Choose a tag to compare

@dervalp dervalp released this 07 Feb 15:01

Chart 2.0.0 upgrade

Stage 1: Prepare custom values

First of all migrate your existing configuration to be compatible with v2. Be aware of the following known breaking changes.

Breaking changes

Neo4j

Before After Comment
infrastructure.neo4j.authEnabled infrastructure.neo4j.config.dbms.security.auth_enabled
infrastructure.neo4j.password infrastructure.neo4j.neo4j.password
infrastructure.neo4j.image infrastructure.neo4j.cluedinExtensions.image.[registry/repository] Now it's split into two fields
infrastructure.neo4j.imageTag infrastructure.neo4j.cluedinExtensions.image.tag
infrastructure.neo4j.imagePullSecret infrastructure.neo4j.image.imagePullSecrets Notice, it's a list now
infrastructure.neo4j.priorityClassName infrastructure.neo4j.podSpec.priorityClassName
infrastructure.neo4j.tolerations infrastructure.neo4j.podSpec.tolerations
infrastructure.neo4j.serviceAccount.name infrastructure.neo4j.podSpec.serviceAccountName
infrastructure.neo4j.dbms.memory.use_memrec - not used anymore, as Neo4j does it OOTB
infrastructure.neo4j.core.standalone - not used anymore
infrastructure.neo4j.core.numberOfServers - not used anymore
infrastructure.neo4j.core.discoveryService - not used anymore
infrastructure.neo4j.core.persistentVolume.enabled infrastructure.neo4j.volumes.data.mode equivalent.

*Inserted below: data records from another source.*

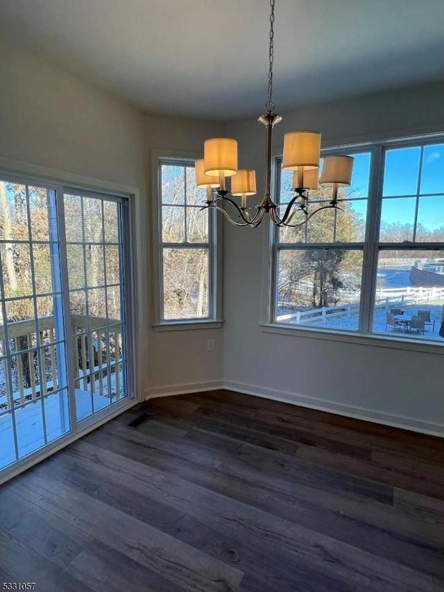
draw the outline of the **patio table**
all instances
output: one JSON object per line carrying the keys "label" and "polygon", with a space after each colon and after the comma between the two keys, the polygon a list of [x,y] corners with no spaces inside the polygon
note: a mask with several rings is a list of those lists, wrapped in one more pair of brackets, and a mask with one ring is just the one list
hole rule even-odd
{"label": "patio table", "polygon": [[411,322],[411,315],[395,315],[395,320],[399,321],[404,325],[404,332],[409,333],[410,331],[410,323]]}

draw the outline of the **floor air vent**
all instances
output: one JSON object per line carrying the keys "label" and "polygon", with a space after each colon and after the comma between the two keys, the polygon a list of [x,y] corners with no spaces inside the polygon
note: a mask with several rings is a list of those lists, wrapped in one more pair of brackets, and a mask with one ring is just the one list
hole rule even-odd
{"label": "floor air vent", "polygon": [[149,413],[142,413],[142,415],[139,415],[138,417],[136,417],[135,419],[130,421],[128,425],[130,428],[138,428],[139,426],[142,426],[142,424],[144,424],[145,421],[148,421],[148,420],[151,419],[151,416]]}

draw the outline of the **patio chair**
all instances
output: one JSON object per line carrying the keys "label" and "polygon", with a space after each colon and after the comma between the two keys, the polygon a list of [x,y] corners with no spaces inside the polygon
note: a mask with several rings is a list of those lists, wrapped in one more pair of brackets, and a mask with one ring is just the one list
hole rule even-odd
{"label": "patio chair", "polygon": [[392,313],[392,315],[403,315],[404,314],[404,311],[402,311],[400,308],[391,308],[390,312]]}
{"label": "patio chair", "polygon": [[387,331],[388,327],[393,327],[393,331],[396,329],[396,327],[399,327],[402,329],[402,331],[405,330],[405,324],[402,321],[399,320],[398,319],[395,318],[395,315],[393,313],[386,313],[386,328],[385,331]]}
{"label": "patio chair", "polygon": [[432,331],[434,333],[435,331],[435,320],[430,318],[430,311],[418,311],[418,316],[421,317],[421,318],[424,319],[424,324],[429,325],[429,327],[432,327]]}
{"label": "patio chair", "polygon": [[422,331],[422,335],[424,335],[425,325],[425,321],[424,320],[424,317],[416,315],[411,317],[411,321],[410,322],[410,331],[411,331],[416,329],[418,333]]}

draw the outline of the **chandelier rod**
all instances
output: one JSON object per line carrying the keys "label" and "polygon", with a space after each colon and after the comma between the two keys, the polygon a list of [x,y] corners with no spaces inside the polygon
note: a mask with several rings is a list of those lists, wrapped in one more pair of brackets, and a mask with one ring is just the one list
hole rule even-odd
{"label": "chandelier rod", "polygon": [[268,113],[273,113],[275,110],[275,104],[273,102],[273,60],[274,55],[274,22],[275,22],[275,0],[270,0],[271,12],[270,13],[270,45],[268,47],[268,99],[265,104]]}

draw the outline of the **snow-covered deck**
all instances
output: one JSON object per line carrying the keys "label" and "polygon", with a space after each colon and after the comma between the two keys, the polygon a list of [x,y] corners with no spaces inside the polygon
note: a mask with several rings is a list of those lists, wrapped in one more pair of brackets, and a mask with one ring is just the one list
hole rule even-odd
{"label": "snow-covered deck", "polygon": [[[77,421],[90,417],[93,412],[108,407],[116,401],[111,397],[83,390],[76,390]],[[44,408],[44,423],[42,406]],[[66,391],[35,399],[15,408],[19,458],[22,458],[44,446],[44,430],[48,443],[70,431],[69,403]],[[46,428],[46,429],[45,429]],[[14,432],[10,410],[0,415],[0,469],[15,461]]]}

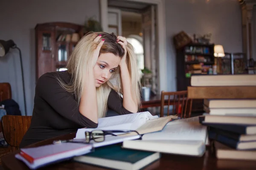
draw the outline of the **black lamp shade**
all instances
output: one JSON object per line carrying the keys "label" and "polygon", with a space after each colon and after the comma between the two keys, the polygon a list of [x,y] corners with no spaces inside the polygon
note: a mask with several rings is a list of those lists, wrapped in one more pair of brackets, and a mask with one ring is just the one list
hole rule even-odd
{"label": "black lamp shade", "polygon": [[12,40],[8,41],[0,40],[0,57],[4,56],[8,52],[10,48],[15,45]]}

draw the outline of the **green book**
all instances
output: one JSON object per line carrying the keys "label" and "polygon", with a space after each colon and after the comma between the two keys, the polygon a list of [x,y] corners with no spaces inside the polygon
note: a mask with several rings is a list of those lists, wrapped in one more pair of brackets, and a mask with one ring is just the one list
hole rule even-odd
{"label": "green book", "polygon": [[139,170],[159,159],[160,153],[122,148],[117,144],[95,148],[73,158],[75,161],[119,170]]}

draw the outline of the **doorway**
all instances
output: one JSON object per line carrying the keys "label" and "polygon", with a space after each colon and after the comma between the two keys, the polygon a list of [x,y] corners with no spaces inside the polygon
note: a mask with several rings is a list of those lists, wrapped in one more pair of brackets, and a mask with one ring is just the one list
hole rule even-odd
{"label": "doorway", "polygon": [[[143,85],[159,92],[156,48],[156,5],[118,0],[108,0],[107,32],[125,37],[134,46]],[[150,73],[148,73],[149,71]]]}

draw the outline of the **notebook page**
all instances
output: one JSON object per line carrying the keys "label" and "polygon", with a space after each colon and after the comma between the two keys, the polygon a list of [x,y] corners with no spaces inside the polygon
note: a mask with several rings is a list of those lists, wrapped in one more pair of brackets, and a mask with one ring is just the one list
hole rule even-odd
{"label": "notebook page", "polygon": [[196,122],[170,122],[159,132],[144,134],[143,140],[200,140],[206,142],[207,127]]}
{"label": "notebook page", "polygon": [[90,144],[75,143],[62,143],[58,144],[48,144],[38,147],[21,148],[20,150],[28,154],[35,159],[42,159],[58,154],[65,154],[68,151],[87,148],[91,149]]}

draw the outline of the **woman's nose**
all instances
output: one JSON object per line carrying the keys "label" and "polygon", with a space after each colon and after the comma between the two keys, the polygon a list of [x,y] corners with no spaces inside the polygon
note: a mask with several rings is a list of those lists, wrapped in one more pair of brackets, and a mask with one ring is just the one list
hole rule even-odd
{"label": "woman's nose", "polygon": [[108,79],[108,76],[109,76],[109,72],[108,71],[106,71],[103,73],[102,75],[102,77],[105,78],[105,79]]}

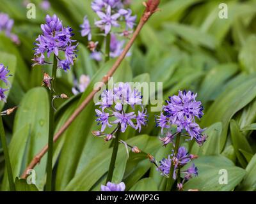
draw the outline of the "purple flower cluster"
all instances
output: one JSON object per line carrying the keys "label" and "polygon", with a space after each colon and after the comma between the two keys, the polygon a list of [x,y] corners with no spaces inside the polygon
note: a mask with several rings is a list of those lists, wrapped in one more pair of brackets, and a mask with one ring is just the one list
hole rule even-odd
{"label": "purple flower cluster", "polygon": [[[175,126],[177,133],[186,131],[188,135],[184,135],[189,136],[190,140],[195,138],[199,145],[204,143],[205,136],[202,133],[205,129],[201,129],[195,121],[196,118],[200,119],[204,115],[204,108],[202,103],[196,101],[196,96],[190,91],[179,91],[178,96],[169,97],[169,100],[166,101],[167,105],[163,106],[160,116],[156,119],[157,126],[161,127],[162,134],[164,129]],[[172,142],[173,136],[168,134],[161,139],[164,145]]]}
{"label": "purple flower cluster", "polygon": [[[110,57],[116,57],[120,55],[123,50],[124,41],[118,41],[116,34],[111,32],[113,27],[120,27],[121,32],[119,32],[121,36],[128,36],[132,33],[135,26],[136,16],[132,15],[132,11],[129,9],[125,9],[125,6],[129,2],[121,0],[95,0],[92,3],[92,8],[97,13],[99,20],[95,20],[94,26],[100,28],[104,33],[103,35],[106,36],[111,33],[111,53]],[[125,28],[122,28],[122,22],[124,22]],[[92,28],[89,20],[85,16],[81,28],[82,36],[87,36],[88,41],[92,38]],[[90,49],[92,52],[91,57],[97,61],[102,59],[103,54],[95,48]]]}
{"label": "purple flower cluster", "polygon": [[[96,121],[101,124],[101,132],[106,127],[118,124],[122,133],[128,126],[139,131],[141,126],[145,126],[147,122],[147,109],[141,105],[142,96],[136,89],[131,88],[129,83],[119,83],[113,89],[105,90],[101,94],[101,101],[96,103],[100,105],[101,110],[96,109]],[[141,111],[125,112],[126,106],[131,106],[134,110],[136,105],[142,107]],[[110,118],[113,119],[110,121]],[[101,134],[101,133],[100,133]],[[113,134],[111,133],[111,134]]]}
{"label": "purple flower cluster", "polygon": [[0,13],[0,32],[4,32],[7,37],[10,38],[13,42],[19,45],[20,42],[18,36],[12,33],[13,24],[14,20],[10,18],[8,14]]}
{"label": "purple flower cluster", "polygon": [[[74,36],[72,29],[70,27],[63,27],[62,22],[54,15],[52,17],[47,15],[46,24],[41,25],[43,34],[39,35],[35,48],[35,57],[33,59],[35,64],[51,64],[45,61],[45,54],[49,58],[54,54],[58,59],[58,67],[67,71],[74,64],[76,57],[76,47],[73,45],[76,41],[71,39]],[[63,52],[65,59],[61,59],[60,52]]]}
{"label": "purple flower cluster", "polygon": [[[8,78],[11,76],[9,74],[10,70],[8,67],[4,67],[3,64],[0,64],[0,80],[3,81],[7,86],[10,85]],[[4,95],[4,92],[7,91],[8,89],[3,89],[0,87],[0,101],[6,103],[6,96]]]}
{"label": "purple flower cluster", "polygon": [[[172,154],[169,155],[168,158],[163,159],[160,161],[160,165],[157,170],[160,171],[162,175],[169,175],[172,164],[173,164],[174,171],[172,177],[173,179],[176,179],[178,169],[181,168],[196,157],[193,154],[189,154],[185,147],[180,147],[179,148],[177,155]],[[180,171],[180,173],[184,174],[184,181],[190,179],[193,175],[197,176],[198,175],[197,168],[195,166],[195,164],[193,164],[188,170]]]}
{"label": "purple flower cluster", "polygon": [[108,182],[106,186],[101,185],[101,191],[124,191],[125,184],[124,182],[113,184]]}

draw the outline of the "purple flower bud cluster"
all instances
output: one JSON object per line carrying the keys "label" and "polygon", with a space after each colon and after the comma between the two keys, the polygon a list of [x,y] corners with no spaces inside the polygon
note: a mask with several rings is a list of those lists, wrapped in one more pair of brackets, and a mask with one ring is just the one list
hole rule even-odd
{"label": "purple flower bud cluster", "polygon": [[7,37],[10,38],[13,43],[19,45],[20,42],[18,36],[12,33],[13,24],[14,20],[10,18],[8,14],[0,13],[0,33],[1,31],[4,32]]}
{"label": "purple flower bud cluster", "polygon": [[[10,82],[7,79],[11,76],[9,72],[10,70],[8,69],[8,67],[4,67],[3,64],[0,64],[0,80],[3,81],[6,86],[10,85]],[[7,91],[8,91],[8,89],[0,87],[0,101],[6,103],[6,96],[4,94],[4,92]]]}
{"label": "purple flower bud cluster", "polygon": [[124,191],[125,184],[124,182],[113,184],[108,182],[106,186],[101,185],[101,191]]}
{"label": "purple flower bud cluster", "polygon": [[88,75],[81,75],[79,82],[77,80],[74,80],[74,86],[72,89],[73,94],[77,95],[79,93],[83,92],[88,86],[90,80]]}
{"label": "purple flower bud cluster", "polygon": [[[132,15],[132,11],[129,9],[125,9],[127,5],[126,1],[121,0],[94,0],[92,3],[92,8],[97,13],[99,20],[95,20],[94,26],[100,28],[103,32],[103,35],[106,36],[111,33],[111,52],[110,57],[116,57],[120,55],[123,50],[124,41],[119,41],[116,34],[111,32],[113,27],[119,27],[121,29],[118,32],[120,36],[128,36],[132,33],[132,29],[135,26],[136,16]],[[124,22],[125,28],[122,28],[122,22]],[[88,41],[92,41],[92,34],[89,20],[85,16],[81,28],[82,36],[87,36]],[[91,57],[97,61],[102,60],[103,54],[99,49],[95,48],[90,49],[92,52]]]}
{"label": "purple flower bud cluster", "polygon": [[[194,155],[189,154],[185,147],[180,147],[179,148],[177,155],[173,153],[169,155],[167,158],[163,159],[160,161],[160,165],[157,170],[160,171],[162,175],[169,175],[172,164],[173,164],[174,171],[172,177],[173,179],[176,179],[178,169],[180,169],[196,157]],[[195,164],[193,164],[188,170],[180,171],[180,173],[184,175],[183,182],[192,178],[193,175],[197,176],[198,175],[197,168],[195,166]]]}
{"label": "purple flower bud cluster", "polygon": [[[131,88],[129,83],[120,82],[113,89],[105,90],[101,94],[101,101],[96,103],[100,105],[101,110],[96,109],[96,121],[101,124],[101,132],[108,126],[111,127],[113,124],[118,125],[122,133],[128,126],[140,132],[141,126],[147,122],[147,109],[141,105],[142,96],[136,89]],[[127,106],[134,110],[136,105],[141,106],[141,111],[125,112]],[[110,119],[113,119],[110,121]],[[112,133],[111,134],[113,134]]]}
{"label": "purple flower bud cluster", "polygon": [[[43,34],[38,36],[36,41],[35,57],[33,59],[35,64],[51,64],[45,61],[45,54],[49,58],[54,54],[58,59],[58,67],[65,71],[70,69],[76,57],[76,47],[73,45],[76,40],[72,40],[74,36],[72,29],[63,27],[62,22],[54,15],[52,17],[49,15],[45,18],[46,24],[41,25]],[[65,59],[61,59],[60,52],[63,52]]]}
{"label": "purple flower bud cluster", "polygon": [[[203,113],[203,106],[200,101],[196,101],[197,94],[190,91],[186,92],[179,91],[178,96],[169,97],[166,101],[167,105],[163,106],[160,116],[157,116],[156,123],[157,127],[161,127],[161,133],[164,129],[170,129],[172,126],[177,127],[177,133],[186,131],[190,140],[195,139],[199,145],[205,141],[205,136],[202,135],[204,129],[201,129],[196,122],[195,119],[200,119]],[[176,133],[175,133],[176,134]],[[172,135],[170,133],[161,140],[164,145],[172,142]]]}

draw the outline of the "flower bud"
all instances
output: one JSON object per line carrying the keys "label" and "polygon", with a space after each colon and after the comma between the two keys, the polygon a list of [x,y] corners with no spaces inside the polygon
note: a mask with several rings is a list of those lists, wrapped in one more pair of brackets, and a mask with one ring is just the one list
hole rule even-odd
{"label": "flower bud", "polygon": [[100,136],[102,135],[101,132],[98,131],[98,130],[92,131],[92,135],[93,135],[95,136]]}
{"label": "flower bud", "polygon": [[60,94],[60,96],[62,99],[68,99],[68,96],[67,96],[65,94]]}
{"label": "flower bud", "polygon": [[155,158],[150,154],[148,154],[148,157],[151,163],[155,163]]}
{"label": "flower bud", "polygon": [[200,191],[198,189],[188,189],[188,191]]}
{"label": "flower bud", "polygon": [[87,46],[87,47],[92,52],[95,52],[97,45],[98,42],[93,42],[93,41],[90,41],[88,43],[88,45]]}
{"label": "flower bud", "polygon": [[177,184],[177,187],[178,188],[179,191],[182,191],[183,190],[183,184],[181,183],[178,183]]}
{"label": "flower bud", "polygon": [[195,154],[190,154],[189,157],[191,159],[197,159],[198,157],[198,156]]}
{"label": "flower bud", "polygon": [[51,82],[52,80],[52,78],[47,73],[44,73],[44,79],[43,82],[42,82],[42,86],[45,86],[47,88],[51,90]]}
{"label": "flower bud", "polygon": [[106,136],[105,141],[106,141],[106,142],[108,142],[108,141],[111,140],[112,138],[113,138],[113,135],[111,135],[111,134],[108,134],[108,135]]}
{"label": "flower bud", "polygon": [[132,152],[134,153],[138,154],[140,153],[141,150],[140,149],[138,149],[138,147],[134,146],[132,148]]}

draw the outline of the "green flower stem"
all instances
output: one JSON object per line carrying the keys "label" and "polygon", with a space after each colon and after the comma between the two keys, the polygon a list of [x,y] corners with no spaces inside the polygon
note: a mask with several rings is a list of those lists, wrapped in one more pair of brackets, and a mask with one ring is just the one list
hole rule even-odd
{"label": "green flower stem", "polygon": [[109,34],[108,34],[107,36],[106,37],[105,62],[108,62],[109,60],[110,40],[111,40],[111,36],[110,36],[110,33],[109,33]]}
{"label": "green flower stem", "polygon": [[10,189],[11,191],[15,191],[15,186],[13,182],[13,175],[12,173],[11,161],[10,159],[9,152],[7,147],[6,138],[5,138],[4,128],[3,124],[2,116],[0,115],[0,136],[2,142],[3,150],[4,151],[5,165],[6,166],[7,174],[9,180]]}
{"label": "green flower stem", "polygon": [[111,160],[110,161],[109,168],[108,169],[107,180],[106,183],[107,183],[108,182],[112,181],[113,173],[114,173],[114,169],[115,169],[115,164],[116,160],[117,151],[118,150],[118,144],[119,144],[118,135],[119,134],[116,134],[116,138],[115,138]]}
{"label": "green flower stem", "polygon": [[54,93],[55,81],[57,73],[57,58],[54,56],[54,61],[52,73],[52,88],[49,92],[49,135],[48,135],[48,156],[47,164],[46,166],[46,188],[47,191],[52,190],[52,156],[53,156],[53,136],[54,133],[54,110],[52,107],[52,99]]}
{"label": "green flower stem", "polygon": [[[179,133],[176,136],[176,142],[175,142],[175,147],[174,149],[174,152],[173,155],[177,155],[177,153],[178,152],[178,149],[179,149],[179,146],[180,144],[180,134]],[[173,175],[174,172],[174,165],[173,163],[172,162],[172,165],[171,168],[170,170],[170,173],[169,173],[169,178],[167,181],[167,184],[166,184],[166,187],[165,189],[166,191],[170,191],[172,189],[172,186],[174,183],[174,179],[173,178]]]}

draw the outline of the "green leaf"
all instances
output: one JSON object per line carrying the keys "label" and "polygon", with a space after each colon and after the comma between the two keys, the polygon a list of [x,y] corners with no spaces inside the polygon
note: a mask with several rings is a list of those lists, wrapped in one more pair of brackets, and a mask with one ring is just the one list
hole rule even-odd
{"label": "green leaf", "polygon": [[136,183],[129,191],[157,191],[157,186],[153,178],[145,178]]}
{"label": "green leaf", "polygon": [[[209,127],[204,134],[207,138],[204,145],[200,147],[196,142],[193,143],[191,153],[196,155],[217,155],[221,153],[220,137],[222,132],[222,123],[217,122]],[[213,145],[214,144],[214,145]]]}
{"label": "green leaf", "polygon": [[[200,191],[232,191],[246,175],[243,169],[235,166],[231,161],[223,156],[202,156],[194,163],[198,169],[198,176],[184,184],[185,191],[193,189]],[[224,176],[221,170],[227,170],[227,184],[219,183],[219,179]]]}
{"label": "green leaf", "polygon": [[242,131],[246,131],[246,130],[256,130],[256,123],[251,124],[250,125],[243,127]]}
{"label": "green leaf", "polygon": [[[94,139],[99,140],[99,138]],[[138,145],[142,150],[145,150],[143,147],[145,147],[150,139],[151,138],[147,135],[141,135],[133,137],[126,142],[131,145]],[[148,144],[150,145],[150,143]],[[119,145],[117,164],[124,159],[124,155],[126,152],[125,147],[120,144]],[[156,146],[154,147],[156,148]],[[113,148],[105,149],[104,150],[101,149],[100,152],[95,155],[89,163],[72,178],[65,191],[89,191],[108,171],[112,150]]]}
{"label": "green leaf", "polygon": [[[12,75],[12,76],[8,77],[8,80],[10,84],[12,84],[15,76],[16,62],[17,60],[15,55],[9,54],[6,52],[0,52],[0,64],[3,64],[5,67],[8,66],[8,69],[10,70],[10,74]],[[3,81],[0,82],[0,85],[2,88],[8,88],[6,85]],[[9,92],[10,91],[4,92],[6,98],[8,98]],[[4,103],[0,103],[0,110],[3,109],[3,106]]]}
{"label": "green leaf", "polygon": [[[94,75],[77,106],[93,90],[95,84],[101,81],[115,61],[112,59],[108,62]],[[131,68],[124,61],[113,76],[114,82],[129,82],[131,78]],[[57,170],[56,188],[58,191],[64,189],[74,175],[79,173],[95,155],[101,152],[102,148],[108,148],[101,140],[95,138],[91,133],[92,131],[99,128],[95,122],[95,108],[93,101],[91,101],[65,133],[66,139]]]}
{"label": "green leaf", "polygon": [[247,175],[244,179],[236,189],[240,191],[253,191],[256,190],[256,154],[254,154],[246,170]]}
{"label": "green leaf", "polygon": [[16,177],[15,184],[17,191],[39,191],[35,185],[28,184],[26,179]]}
{"label": "green leaf", "polygon": [[226,147],[223,151],[221,152],[221,155],[230,159],[234,163],[236,163],[236,156],[235,153],[235,149],[233,145],[228,145]]}
{"label": "green leaf", "polygon": [[237,64],[225,64],[211,69],[201,85],[199,97],[204,102],[214,100],[220,94],[223,84],[238,70]]}
{"label": "green leaf", "polygon": [[230,133],[236,155],[239,163],[243,168],[245,168],[247,165],[247,162],[239,149],[246,150],[249,153],[252,153],[252,150],[245,136],[240,132],[239,127],[234,120],[232,120],[230,122]]}
{"label": "green leaf", "polygon": [[248,73],[256,71],[256,58],[253,54],[255,52],[256,36],[252,35],[246,40],[239,55],[241,68]]}
{"label": "green leaf", "polygon": [[[208,127],[214,122],[222,122],[223,130],[221,137],[221,149],[225,145],[231,118],[255,98],[255,82],[256,78],[253,77],[246,78],[239,86],[236,84],[232,84],[217,98],[203,117],[202,127]],[[234,89],[231,89],[233,85],[236,89],[233,87]]]}
{"label": "green leaf", "polygon": [[248,152],[246,150],[244,150],[243,149],[239,149],[238,150],[242,153],[242,154],[243,155],[243,156],[244,157],[245,159],[246,159],[246,161],[248,163],[250,162],[250,161],[251,161],[252,157],[253,156],[253,154],[250,152]]}
{"label": "green leaf", "polygon": [[216,42],[214,38],[211,34],[201,31],[195,27],[177,23],[166,23],[164,24],[164,28],[172,33],[180,36],[193,45],[202,45],[211,49],[215,48]]}
{"label": "green leaf", "polygon": [[[47,143],[49,108],[48,94],[45,88],[32,89],[22,99],[15,115],[13,136],[9,150],[12,161],[15,162],[12,164],[15,170],[13,176],[19,177],[34,156]],[[20,149],[19,152],[17,149]],[[40,190],[45,183],[46,157],[44,157],[35,168],[36,185]],[[4,178],[6,176],[5,174]],[[3,188],[6,189],[6,182],[4,182]]]}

Can disable persistence using custom template
infrastructure.neo4j.core.persistentVolume.size infrastructure.neo4j.volumes.data.defaultStorageClass.requests.storage
- infrastructure.neo4j.cluedinExtensions.podCommand
infrastructure.neo4j.core.pluginInstallers infrastructure.neo4j.cluedinExtensions.pluginInstallers
infrastructure.neo4j.core.resources.requests infrastructure.neo4j.neo4j.resources.requests

Note that for some settings you have neo4j.neo4j - it's not a mistake, you have to nest same key again.

Stage 2: Apply upgrade values

Run helm upgrade with your custom values using the latest v2 HELM chart. On top of your values you have to apply platform-upgrade-v2-stage1.yml values file.

platform-upgrade-v2-stage1.yml
global:
  containerImages:
    initSql:
      enabled: false
    initNeo4J:
      enabled: false
    initCluedIn:
      enabled: false

application:
  annotation:
    replicas: 0
  cluedin:
    roles:
      crawling:
        count: 0
      main:
        count: 0
      processing:
        count: 0
  cluedincontroller:
    enabled: false
  datasource:
    replicas: 0
  gql:
    replicas: 0
  libpostal:
    enabled: false
  monitoring:
    enabled: false
  oauth2:
    enabled: false
  openrefine:
    enabled: false
  prepare:
    replicas: 0
  strategy:
    replicas: 0
  submitter:
    replicas: 0
  ui:
    replicas: 0

infrastructure:
  cert-manager:
    enabled: false
  haproxy-ingress:
    enabled: false
  elasticsearch:
    enabled: false
  monitoring:
    enabled: false
  mssql:
    enabled: false
  neo4j:
    enabled: false
  rabbitmq:
    enabled: false
  redis:
    enabled: false

Example:

helm upgrade -n cluedin my-name cluedin/cluedin-platform
    --values my-custom-values.yaml
    --values platform-upgrade-v2-stage1.yml

⚠ Upgrade values should be applied at the end to override any other values

❗ Wait until deployment finishes. Make sure that all pods are healthy and all jobs are completed.

As result most of the resources should be undeployed, but your volumes and claims should remain.

Stage 3: Apply upgrade-2 values for data-upgrade

Run helm upgrade with your custom values using the latest v2 HELM chart. On top of your values you have to apply platform-upgrade-v2-stage2 values file.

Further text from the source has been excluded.